You might see this as a potentially negative encounter, but I think it’s just the opposite; the reality is there are some aspects of the PTA scope of practice that are limited in an ICU environment, but it doesn’t diminish my role or make my being there any less important. A PTA brings the knowledge and appreciation for various conditions that require skilled hands for positioning and facilitation, not to mention feeling comfortable with the equipment needed to promote mobility. The OTA/PTA scope of practice really enables clinicians to contribute to patient experiences in ways therapists are sometimes unable to due to other requirements of their role (i.e. completing assessment forms, rehabilitation applications, etc.). We can establish rapport with patients easily as we are usually in regular contact with them to implement daily plans of care, such as applying various mobility techniques, teaching, and utilization of functional equipment to promote a patient’s independence. These aspects I’ve mentioned are all ways that demonstrate the positive impact of having a PTA (or OTA/PTA) in the ICU. Lastly, having these conversations about the role are part of the process of facilitating open dialogue and ongoing learning, and finding common ground with other clinicians while cultivating good teamwork that focuses on quality patient care.
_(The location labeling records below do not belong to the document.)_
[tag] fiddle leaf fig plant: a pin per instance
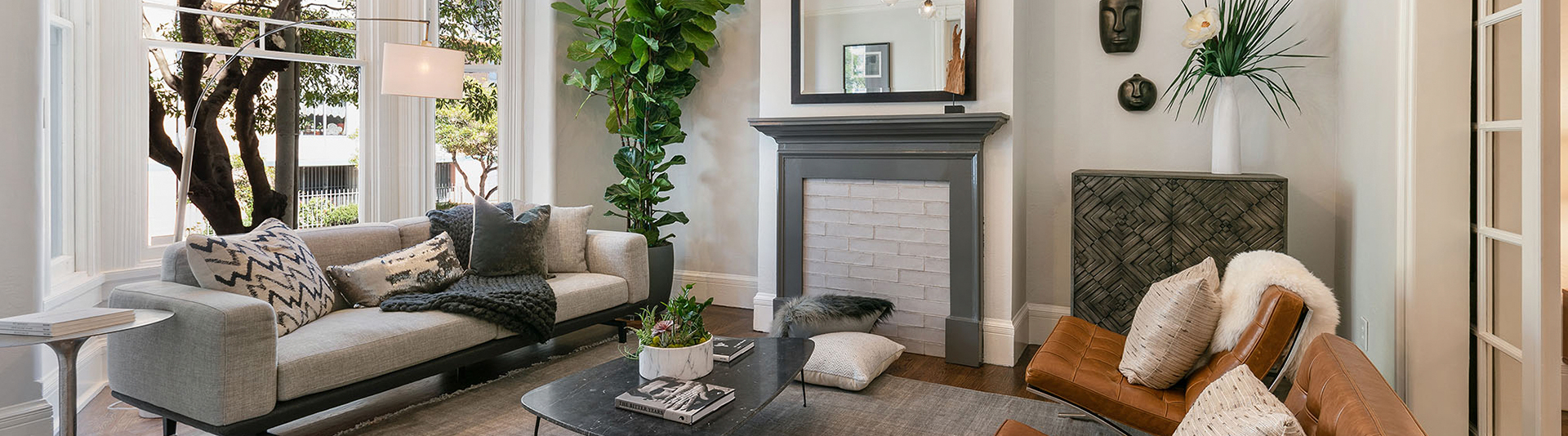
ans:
(644, 52)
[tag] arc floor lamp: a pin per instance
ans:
(407, 69)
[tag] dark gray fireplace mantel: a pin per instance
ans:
(891, 148)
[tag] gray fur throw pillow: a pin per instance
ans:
(504, 245)
(819, 314)
(425, 267)
(457, 221)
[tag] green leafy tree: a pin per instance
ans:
(644, 52)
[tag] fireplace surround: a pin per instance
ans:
(940, 148)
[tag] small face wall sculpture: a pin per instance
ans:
(1120, 25)
(1137, 95)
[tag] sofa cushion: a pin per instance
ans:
(582, 294)
(359, 344)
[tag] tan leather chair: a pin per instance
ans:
(1078, 366)
(1336, 393)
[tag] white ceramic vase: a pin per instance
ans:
(1227, 156)
(686, 363)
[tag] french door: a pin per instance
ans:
(1515, 322)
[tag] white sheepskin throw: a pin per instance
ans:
(1242, 289)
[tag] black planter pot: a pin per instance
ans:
(661, 272)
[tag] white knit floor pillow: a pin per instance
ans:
(1172, 327)
(1237, 403)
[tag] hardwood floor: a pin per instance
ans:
(100, 419)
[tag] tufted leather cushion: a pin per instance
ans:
(1079, 361)
(1339, 393)
(1017, 429)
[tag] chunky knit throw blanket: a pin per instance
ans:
(524, 305)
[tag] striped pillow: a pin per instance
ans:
(1237, 403)
(1174, 327)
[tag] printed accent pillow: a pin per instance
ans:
(567, 238)
(849, 359)
(1172, 327)
(1237, 403)
(458, 221)
(272, 264)
(507, 247)
(425, 267)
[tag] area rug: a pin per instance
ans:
(891, 405)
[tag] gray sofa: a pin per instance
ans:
(218, 366)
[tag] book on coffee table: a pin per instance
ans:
(679, 400)
(65, 322)
(731, 349)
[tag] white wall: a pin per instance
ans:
(1368, 184)
(22, 262)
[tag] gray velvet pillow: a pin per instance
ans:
(504, 245)
(567, 240)
(457, 221)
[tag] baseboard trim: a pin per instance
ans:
(1043, 318)
(729, 291)
(32, 417)
(91, 372)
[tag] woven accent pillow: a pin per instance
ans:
(425, 267)
(272, 264)
(1237, 403)
(1172, 327)
(849, 359)
(567, 238)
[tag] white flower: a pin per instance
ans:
(1201, 27)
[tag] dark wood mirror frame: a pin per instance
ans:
(971, 71)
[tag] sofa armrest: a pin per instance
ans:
(214, 361)
(620, 255)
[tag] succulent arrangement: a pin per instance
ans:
(676, 327)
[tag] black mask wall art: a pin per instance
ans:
(1120, 25)
(1137, 95)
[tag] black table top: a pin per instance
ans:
(586, 402)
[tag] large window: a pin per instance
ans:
(60, 112)
(468, 138)
(279, 127)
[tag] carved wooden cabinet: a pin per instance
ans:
(1134, 228)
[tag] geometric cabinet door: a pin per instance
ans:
(1136, 228)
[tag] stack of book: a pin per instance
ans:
(65, 322)
(679, 400)
(731, 349)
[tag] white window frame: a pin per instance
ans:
(154, 243)
(66, 78)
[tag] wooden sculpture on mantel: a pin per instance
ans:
(956, 66)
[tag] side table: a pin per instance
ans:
(66, 349)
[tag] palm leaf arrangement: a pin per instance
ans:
(1236, 38)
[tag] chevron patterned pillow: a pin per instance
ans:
(272, 264)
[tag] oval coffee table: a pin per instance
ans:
(586, 402)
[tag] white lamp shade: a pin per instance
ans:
(421, 71)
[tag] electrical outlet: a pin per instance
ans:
(1363, 333)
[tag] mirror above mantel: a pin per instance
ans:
(883, 51)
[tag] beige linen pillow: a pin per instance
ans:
(270, 264)
(427, 267)
(567, 238)
(849, 359)
(1172, 327)
(1237, 403)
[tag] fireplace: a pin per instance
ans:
(940, 153)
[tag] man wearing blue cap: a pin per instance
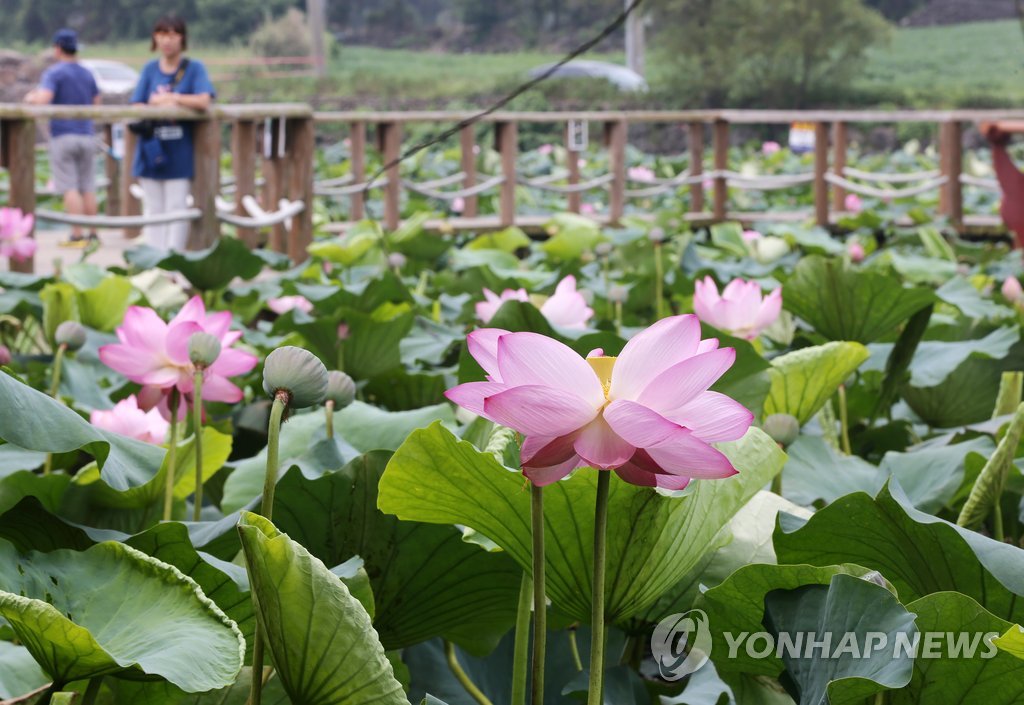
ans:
(73, 144)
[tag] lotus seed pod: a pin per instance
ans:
(298, 372)
(782, 428)
(204, 349)
(617, 293)
(71, 334)
(340, 388)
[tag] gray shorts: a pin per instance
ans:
(73, 159)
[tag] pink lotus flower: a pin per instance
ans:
(1012, 290)
(640, 173)
(856, 252)
(740, 309)
(15, 235)
(566, 307)
(486, 308)
(646, 414)
(156, 354)
(284, 304)
(128, 419)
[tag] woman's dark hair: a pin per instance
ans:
(170, 23)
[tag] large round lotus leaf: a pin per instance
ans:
(111, 609)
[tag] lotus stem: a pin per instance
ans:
(520, 659)
(540, 593)
(574, 649)
(462, 676)
(266, 509)
(658, 281)
(597, 598)
(198, 432)
(171, 455)
(844, 422)
(54, 390)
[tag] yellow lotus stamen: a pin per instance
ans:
(602, 368)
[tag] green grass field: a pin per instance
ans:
(979, 65)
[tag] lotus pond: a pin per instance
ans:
(629, 465)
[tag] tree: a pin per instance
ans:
(783, 53)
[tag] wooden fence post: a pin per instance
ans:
(572, 166)
(244, 168)
(615, 136)
(467, 148)
(301, 135)
(206, 183)
(17, 154)
(507, 142)
(721, 140)
(129, 204)
(696, 144)
(357, 144)
(951, 159)
(389, 135)
(113, 170)
(820, 169)
(840, 144)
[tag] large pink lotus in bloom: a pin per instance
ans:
(155, 354)
(740, 309)
(15, 235)
(647, 414)
(128, 419)
(564, 308)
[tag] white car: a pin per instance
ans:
(113, 78)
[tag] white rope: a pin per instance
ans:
(885, 193)
(284, 214)
(890, 177)
(120, 220)
(452, 195)
(763, 182)
(986, 183)
(566, 189)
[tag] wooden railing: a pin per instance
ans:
(287, 167)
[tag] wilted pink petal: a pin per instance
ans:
(740, 309)
(284, 304)
(566, 307)
(128, 419)
(485, 309)
(1012, 290)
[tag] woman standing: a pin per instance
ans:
(163, 159)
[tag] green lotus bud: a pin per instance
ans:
(204, 349)
(298, 372)
(617, 293)
(340, 389)
(71, 334)
(782, 428)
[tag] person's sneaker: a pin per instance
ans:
(75, 242)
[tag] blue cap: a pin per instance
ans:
(67, 40)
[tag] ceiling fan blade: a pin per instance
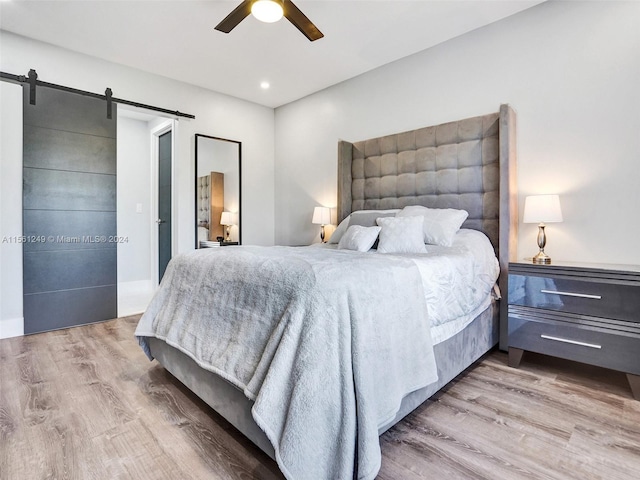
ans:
(300, 21)
(234, 18)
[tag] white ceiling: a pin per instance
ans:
(177, 39)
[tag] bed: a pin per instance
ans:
(465, 165)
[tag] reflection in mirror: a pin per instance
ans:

There are days when some people still don’t know my role entirely and still ask what service I’m from. There are days when some people still mistake me for a physiotherapy student or a physiotherapist. There are days when I have great interactions with other staff and I feel fulfilled with having helped someone during one of the most significant health events of their life. These ebbs and flows between understanding and questioning are what have made my experience in the MSICU exciting and challenging so far. Ground has been broken and paved for highlighting the value of a PTA in the ICU, and this continues as the PERCC project has incorporated a part-time occupational therapist (OT) into the unit. As a result, I am now going to be able extend these scope of practice conversations further with the implementation of my dually trained skills. I am looking forward to continuing to innovate and advocate for the OTA/PTA role, not just at the level of an ICU setting but to the broader OT, PT, and OTA/PTA community. I have learned so much these past several months, and I continue to reflect on the beauty of working in this field; if you are open to experiences and engaging in the ongoing conversation, the possibilities for positive change are boundless.
*Optiflow: non-invasive device which warms and humidifies high flow nasal cannula air/oxygen blends which are delivered to the patient.